Mamuju (ANTARA) - Badan Pengelolaan Keuangan dan Pendapatan Daerah (BPKPD) Provinsi Sulawesi Barat menerima kunjungan kerja Banggar DPRD Provinsi Sumatera Barat bersama Tim Anggaran Pemerintah Daerah (TAPD) membahas strategi optimalisasi Pendapatan Asli Daerah (PAD) yang bersumber dari air permukaan.
"Kami datang ke Sulbar karena melihat ada inovasi yang menarik dalam pengelolaan sumber daya air sebagai sumber PAD," ujar Wakil Ketua DPRD Sumbar Evy Yandri Radjo Budiman, di Mamuju, Jumat.

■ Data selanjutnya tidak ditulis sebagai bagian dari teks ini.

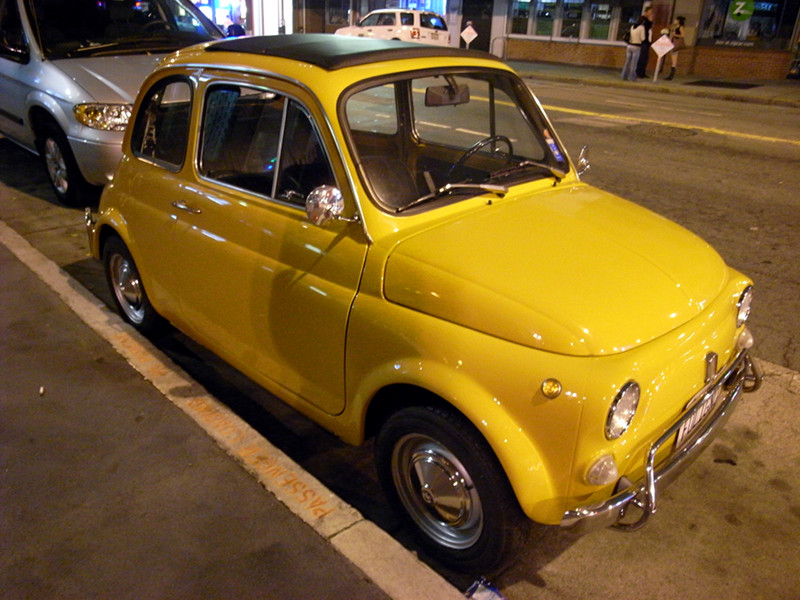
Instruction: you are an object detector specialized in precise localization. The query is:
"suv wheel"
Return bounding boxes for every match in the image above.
[37,122,91,206]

Pada kunjungan tersebut, Evy Yandri turut didampingi Asisten III Setda Sumbar Medi Iswandi, Kepala BPKAD Habibul Fuadi, Kepala BPD Syefdinon, Kepala Dinas ESDM Helmi Heriyanto, serta sejumlah pejabat terkait lingkup Pemprov Sumbar..
Pada pertemuan tersebut, kedua pihak berdiskusi mengenai tantangan dan strategi penguatan PAD, khususnya potensi pendapatan dari air permukaan yang tengah menjadi perhatian berbagai daerah.

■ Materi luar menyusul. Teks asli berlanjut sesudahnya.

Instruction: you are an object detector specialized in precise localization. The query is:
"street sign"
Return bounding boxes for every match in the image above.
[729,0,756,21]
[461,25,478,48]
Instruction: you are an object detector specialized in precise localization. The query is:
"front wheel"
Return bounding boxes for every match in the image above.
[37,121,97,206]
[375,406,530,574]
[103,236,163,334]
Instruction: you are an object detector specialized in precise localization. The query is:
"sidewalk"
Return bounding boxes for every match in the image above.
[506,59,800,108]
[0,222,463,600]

"Ini bisa menjadi inspirasi bagi kami di Sumatera Barat yang sedang mencari formulasi terbaik untuk memperkuat ruang fiskal daerah," ujar Evy Yandri.
Menurut dia, sinergi dan pertukaran pengalaman antar-provinsi sangat penting, terutama di tengah tantangan fiskal nasional yang semakin kompleks.

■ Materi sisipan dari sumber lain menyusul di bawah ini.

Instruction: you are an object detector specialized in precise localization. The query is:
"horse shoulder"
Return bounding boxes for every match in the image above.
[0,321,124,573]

"Kami mengapresiasi keterbukaan BPKPD Sulbar dalam berbagi pengalaman. Kami percaya, kolaborasi lintas daerah adalah kunci untuk memperkuat kemandirian keuangan masing-masing daerah," kata Evy Yandri.
Sementara, Kepala BPKPD Sulbar Mohammad Ali Chandra, menyambut baik kunjungan tersebut, dan menilai kerja sama itu menunjukkan bahwa Sulbar mulai diakui secara nasional sebagai daerah yang aktif berinovasi dalam tata kelola pendapatan.
"Ini sesuatu yang luar biasa. Provinsi Sumatera Barat yang terkenal dengan rendangnya, datang jauh-jauh ke Mamuju untuk belajar dan berbagi pengalaman. Ini menunjukkan bahwa Sulbar kini mulai diperhitungkan secara nasional dalam inovasi keuangan daerah," katanya.
Ia menjelaskan, penguatan PAD dari sektor air permukaan merupakan bagian dari strategi Pemprov Sulbar, untuk memperkuat tata kelola pemerintahan yang baik dan akuntabel, serta mewujudkan pelayanan dasar dan berkualitas.
Ali Chandra menyampaikan, hasil evaluasi bersama perusahaan kelapa sawit di wilayah Sulbar, telah membuka ruang peningkatan penerimaan pajak air permukaan.
"Melalui evaluasi dan penandatanganan nota kesepahaman dengan perusahaan sawit, potensi penerimaan daerah naik hingga Rp12 miliar. Ini bukti bahwa pendekatan kolaboratif dan transparan mampu memperkuat fiskal daerah," jelasnya.
Ali Chandra menegaskan, seluruh penerimaan pajak air permukaan di Sulbar kini telah dilakukan secara digital, mulai dari penetapan, pembayaran, hingga pelaporan.
"Transformasi digital ini membuat proses lebih transparan, efisien dan akuntabel. Sistem ini juga memudahkan wajib pajak melakukan pembayaran secara daring tanpa harus datang ke kantor, sekaligus memperkuat pengawasan internal," terangnya.
Pada pertemuan itu juga dilakukan sesi tanya jawab dan pertukaran informasi teknis, di mana BPKPD Sulbar membagikan pengalaman dalam perencanaan, pemungutan dan pengawasan pendapatan daerah berbasis data serta regulasi yang adaptif.
"Langkah kolaboratif ini menjadi momentum penting dalam memperkuat sinergi antarprovinsi, khususnya dalam menghadapi tantangan fiskal tahun 2026 dan mendorong daerah untuk terus berinovasi dalam meningkatkan kemandirian keuangan," jelas Ali Chandra.